なお名詞の「見聞」に「する」が付くと「見聞する」という複合語のサ変動詞となります。
「見聞」の類語
「見聞」の類語はたくさん存在しますが、意味が類似している「知見」「知識」との違いを通じて、「見聞」の意味を深めていきます。
「見聞」と類語「知見」の違い
「見聞」と「知見」は、「物を見たり聞いたりすること」「見て知識や経験を得ること」ではほぼ同じです。
違いは、「知見」には「知識」だけでなく、「見識」や「悟り」という別の意味を持っていること。
「見識」や「悟り」は、物事の本質を見極めるものですから、「知見」の方が奥深い意味があるのです。
※「知見の意味などを紹介した別記事もありますので、合わせてご覧ください。
→ 「知見」とは?意味を中心に使い方や類語を詳しく解説
「見聞」と類語「知識」の違い
まず「見聞」の意味は「見聞きして得た知識」です。
「知識」の意味は「ある物事について知っていること」。その内容は「見聞」で得た「知識」を含め、本やテレビで見た「知っていること」の全てが「知識」なのです。

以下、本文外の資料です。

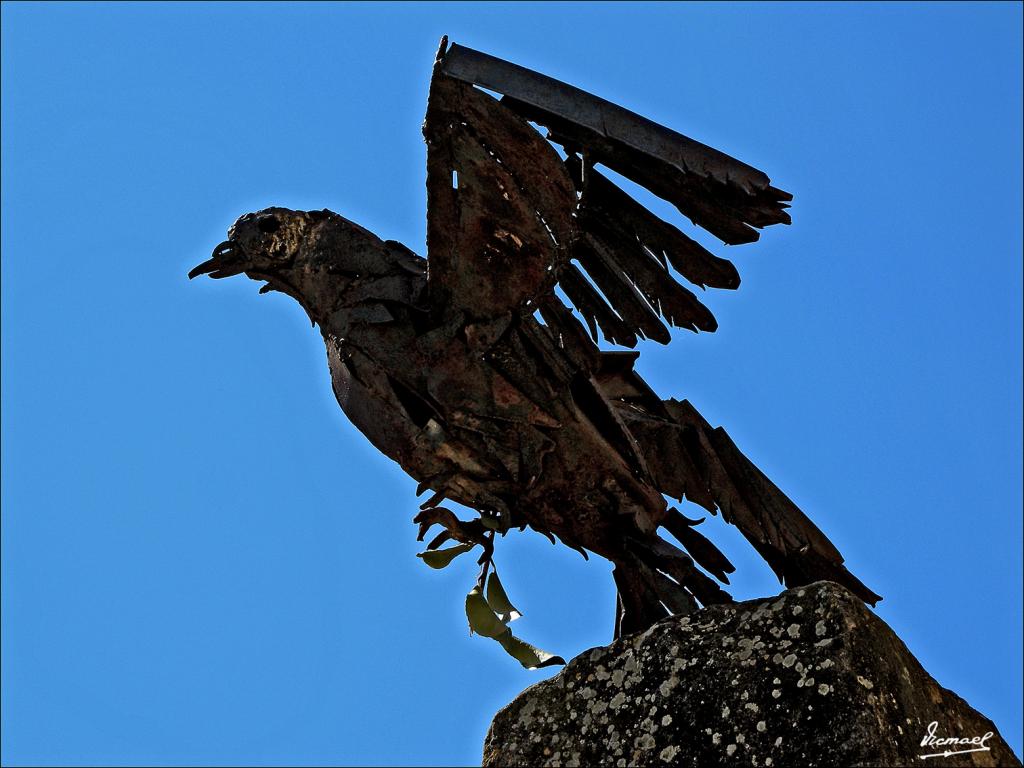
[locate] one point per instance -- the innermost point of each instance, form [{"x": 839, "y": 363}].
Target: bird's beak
[{"x": 227, "y": 259}]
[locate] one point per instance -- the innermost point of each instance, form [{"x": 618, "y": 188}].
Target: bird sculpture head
[
  {"x": 312, "y": 256},
  {"x": 265, "y": 245}
]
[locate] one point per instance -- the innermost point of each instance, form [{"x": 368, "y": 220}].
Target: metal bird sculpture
[{"x": 471, "y": 370}]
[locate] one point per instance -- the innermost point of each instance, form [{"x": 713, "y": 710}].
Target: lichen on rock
[{"x": 810, "y": 677}]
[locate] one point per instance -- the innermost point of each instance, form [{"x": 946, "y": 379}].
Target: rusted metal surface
[{"x": 470, "y": 371}]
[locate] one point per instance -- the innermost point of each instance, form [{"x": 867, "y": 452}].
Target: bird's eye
[{"x": 268, "y": 224}]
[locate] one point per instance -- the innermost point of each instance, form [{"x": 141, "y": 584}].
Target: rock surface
[{"x": 811, "y": 677}]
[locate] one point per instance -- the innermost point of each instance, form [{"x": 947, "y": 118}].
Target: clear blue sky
[{"x": 204, "y": 562}]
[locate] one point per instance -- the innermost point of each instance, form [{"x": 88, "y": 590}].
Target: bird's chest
[{"x": 435, "y": 402}]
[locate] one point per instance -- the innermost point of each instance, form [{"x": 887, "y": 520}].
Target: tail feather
[{"x": 688, "y": 458}]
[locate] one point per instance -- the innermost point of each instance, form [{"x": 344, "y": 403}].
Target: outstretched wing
[{"x": 509, "y": 217}]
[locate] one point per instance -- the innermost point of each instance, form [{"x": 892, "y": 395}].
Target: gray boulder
[{"x": 811, "y": 677}]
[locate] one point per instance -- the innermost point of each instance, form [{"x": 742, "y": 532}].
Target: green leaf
[
  {"x": 482, "y": 620},
  {"x": 529, "y": 656},
  {"x": 438, "y": 558},
  {"x": 499, "y": 601}
]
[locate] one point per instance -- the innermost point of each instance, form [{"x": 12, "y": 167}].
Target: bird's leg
[{"x": 466, "y": 532}]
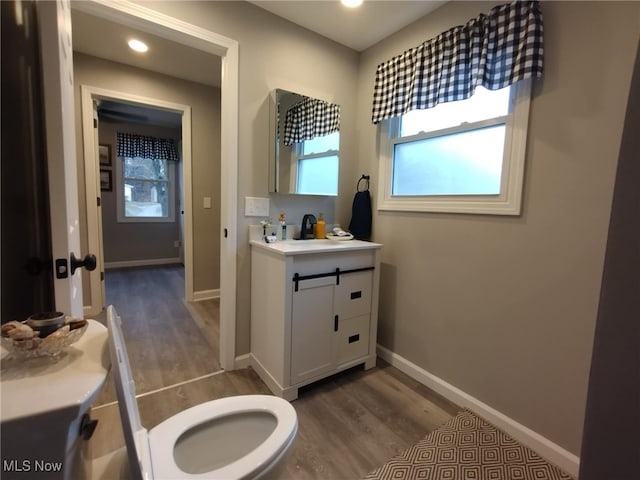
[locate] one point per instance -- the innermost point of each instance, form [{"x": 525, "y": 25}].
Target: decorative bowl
[{"x": 50, "y": 346}]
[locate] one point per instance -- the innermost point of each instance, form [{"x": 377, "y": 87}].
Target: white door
[
  {"x": 57, "y": 72},
  {"x": 98, "y": 295}
]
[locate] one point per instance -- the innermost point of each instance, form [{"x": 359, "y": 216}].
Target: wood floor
[
  {"x": 349, "y": 424},
  {"x": 169, "y": 340}
]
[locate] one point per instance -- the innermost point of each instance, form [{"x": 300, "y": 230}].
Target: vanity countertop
[
  {"x": 45, "y": 384},
  {"x": 302, "y": 247}
]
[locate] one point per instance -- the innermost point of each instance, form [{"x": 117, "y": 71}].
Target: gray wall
[
  {"x": 504, "y": 308},
  {"x": 205, "y": 135},
  {"x": 275, "y": 53},
  {"x": 126, "y": 241},
  {"x": 612, "y": 422}
]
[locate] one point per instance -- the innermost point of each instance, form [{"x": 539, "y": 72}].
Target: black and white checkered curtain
[
  {"x": 494, "y": 50},
  {"x": 310, "y": 118},
  {"x": 131, "y": 145}
]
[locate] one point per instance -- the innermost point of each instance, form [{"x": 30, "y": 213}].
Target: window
[
  {"x": 146, "y": 190},
  {"x": 465, "y": 156},
  {"x": 315, "y": 162}
]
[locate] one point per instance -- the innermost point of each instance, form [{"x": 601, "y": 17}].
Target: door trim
[
  {"x": 89, "y": 94},
  {"x": 179, "y": 31}
]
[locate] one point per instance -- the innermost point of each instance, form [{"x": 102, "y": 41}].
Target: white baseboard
[
  {"x": 206, "y": 295},
  {"x": 142, "y": 263},
  {"x": 541, "y": 445},
  {"x": 242, "y": 361}
]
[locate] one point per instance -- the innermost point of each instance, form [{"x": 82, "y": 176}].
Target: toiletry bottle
[
  {"x": 321, "y": 228},
  {"x": 283, "y": 227}
]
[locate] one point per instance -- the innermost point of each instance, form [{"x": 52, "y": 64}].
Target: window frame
[
  {"x": 120, "y": 203},
  {"x": 297, "y": 156},
  {"x": 507, "y": 202}
]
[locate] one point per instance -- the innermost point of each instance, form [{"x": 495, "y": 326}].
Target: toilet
[{"x": 241, "y": 437}]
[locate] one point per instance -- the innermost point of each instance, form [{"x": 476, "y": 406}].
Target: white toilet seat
[
  {"x": 163, "y": 437},
  {"x": 151, "y": 453}
]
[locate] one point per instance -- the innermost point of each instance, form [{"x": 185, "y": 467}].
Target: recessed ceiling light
[
  {"x": 351, "y": 3},
  {"x": 138, "y": 46}
]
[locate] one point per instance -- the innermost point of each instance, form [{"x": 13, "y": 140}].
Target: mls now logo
[{"x": 31, "y": 466}]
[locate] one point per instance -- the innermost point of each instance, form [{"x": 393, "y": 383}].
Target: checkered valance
[
  {"x": 310, "y": 118},
  {"x": 494, "y": 50},
  {"x": 131, "y": 145}
]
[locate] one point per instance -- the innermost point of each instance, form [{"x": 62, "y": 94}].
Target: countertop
[
  {"x": 38, "y": 385},
  {"x": 302, "y": 247}
]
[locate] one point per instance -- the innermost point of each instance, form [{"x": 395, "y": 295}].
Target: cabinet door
[{"x": 312, "y": 322}]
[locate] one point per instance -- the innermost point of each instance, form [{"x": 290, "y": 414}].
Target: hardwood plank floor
[
  {"x": 349, "y": 424},
  {"x": 169, "y": 340}
]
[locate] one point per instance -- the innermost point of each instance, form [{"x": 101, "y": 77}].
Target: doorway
[{"x": 147, "y": 20}]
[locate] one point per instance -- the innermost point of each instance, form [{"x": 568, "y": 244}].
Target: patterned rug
[{"x": 468, "y": 448}]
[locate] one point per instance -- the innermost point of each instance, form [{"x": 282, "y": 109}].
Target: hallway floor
[{"x": 169, "y": 340}]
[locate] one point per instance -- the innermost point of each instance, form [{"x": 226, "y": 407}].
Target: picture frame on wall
[
  {"x": 104, "y": 153},
  {"x": 106, "y": 180}
]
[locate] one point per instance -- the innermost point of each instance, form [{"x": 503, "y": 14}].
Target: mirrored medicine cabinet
[{"x": 304, "y": 144}]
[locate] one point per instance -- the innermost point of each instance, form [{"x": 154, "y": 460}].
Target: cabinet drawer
[
  {"x": 352, "y": 338},
  {"x": 353, "y": 295}
]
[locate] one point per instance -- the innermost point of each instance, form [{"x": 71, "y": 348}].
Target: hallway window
[{"x": 146, "y": 190}]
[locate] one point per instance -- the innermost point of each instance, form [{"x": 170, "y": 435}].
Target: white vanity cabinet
[{"x": 313, "y": 310}]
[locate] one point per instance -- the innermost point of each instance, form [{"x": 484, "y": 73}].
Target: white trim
[
  {"x": 541, "y": 445},
  {"x": 243, "y": 361},
  {"x": 142, "y": 18},
  {"x": 142, "y": 263},
  {"x": 508, "y": 202},
  {"x": 206, "y": 295}
]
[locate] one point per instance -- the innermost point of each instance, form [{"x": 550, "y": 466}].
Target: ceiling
[{"x": 357, "y": 28}]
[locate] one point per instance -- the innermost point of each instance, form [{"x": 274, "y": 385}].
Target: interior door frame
[
  {"x": 89, "y": 95},
  {"x": 171, "y": 28}
]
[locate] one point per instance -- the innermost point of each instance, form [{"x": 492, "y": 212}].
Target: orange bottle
[{"x": 320, "y": 228}]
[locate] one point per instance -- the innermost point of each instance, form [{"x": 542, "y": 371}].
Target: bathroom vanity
[
  {"x": 314, "y": 310},
  {"x": 45, "y": 419}
]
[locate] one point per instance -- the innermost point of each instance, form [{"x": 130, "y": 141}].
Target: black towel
[{"x": 360, "y": 225}]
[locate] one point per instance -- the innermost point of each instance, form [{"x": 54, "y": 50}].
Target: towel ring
[{"x": 366, "y": 179}]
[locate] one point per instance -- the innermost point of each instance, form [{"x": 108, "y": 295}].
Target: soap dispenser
[
  {"x": 283, "y": 226},
  {"x": 321, "y": 227}
]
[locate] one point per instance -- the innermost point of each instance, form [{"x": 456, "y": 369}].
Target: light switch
[{"x": 256, "y": 207}]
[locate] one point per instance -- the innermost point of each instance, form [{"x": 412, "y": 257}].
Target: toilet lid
[
  {"x": 135, "y": 435},
  {"x": 163, "y": 437}
]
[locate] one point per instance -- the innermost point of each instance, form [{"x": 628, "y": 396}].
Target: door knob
[{"x": 89, "y": 262}]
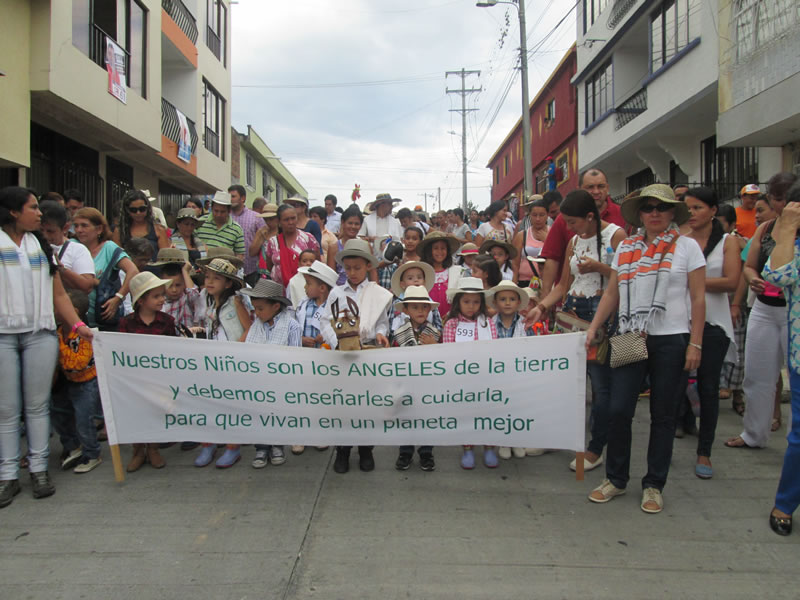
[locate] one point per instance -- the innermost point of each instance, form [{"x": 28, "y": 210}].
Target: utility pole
[{"x": 463, "y": 110}]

つまり、どちらも「知識(=知っていること)」という括りでは同じもの、違いはありません。
ただ両者には包含関係があり、「見聞」⊂「知識」。「見聞」は「知識」の一部として含まれます。
「見聞」の使い方(例文)
「見聞」の主な使い方は2種類あります。
・「見聞」を名詞として用いる方法
・「見聞する」というサ変動詞として用いる方法
「見聞(名詞)」
「見聞」を名詞として、「見聞が広がる」「見聞を広める」「見聞を深める」「見聞の広さ」のように用います。
・ぜひ見聞を広めるため、様々な場所を訪れてみたい。
・見聞を深めるため、オランダの海抜ゼロメートル地帯を旅行したい。
・彼の体験談を聞いたら、見聞の広さが手に取るように分かった。
「見聞する(サ変動詞)」
「~を見聞する」のように他動詞として活用されます。
まとめ
「見聞」には、は文字通りの意味「物事を見たり聞いたりすること」の他にも、「見聞きして得られる経験や知識」という意味もあります。
その「見聞」で得られる「知識」と一般的な「知識」の関係をご紹介しようと思っていたら、なんと「見聞」⊂「知識」という包含関係があることが分かりました。
「知識」と包含関係となる言葉は、「見聞」以外にもたくさんありそうです。また別記事でご紹介します。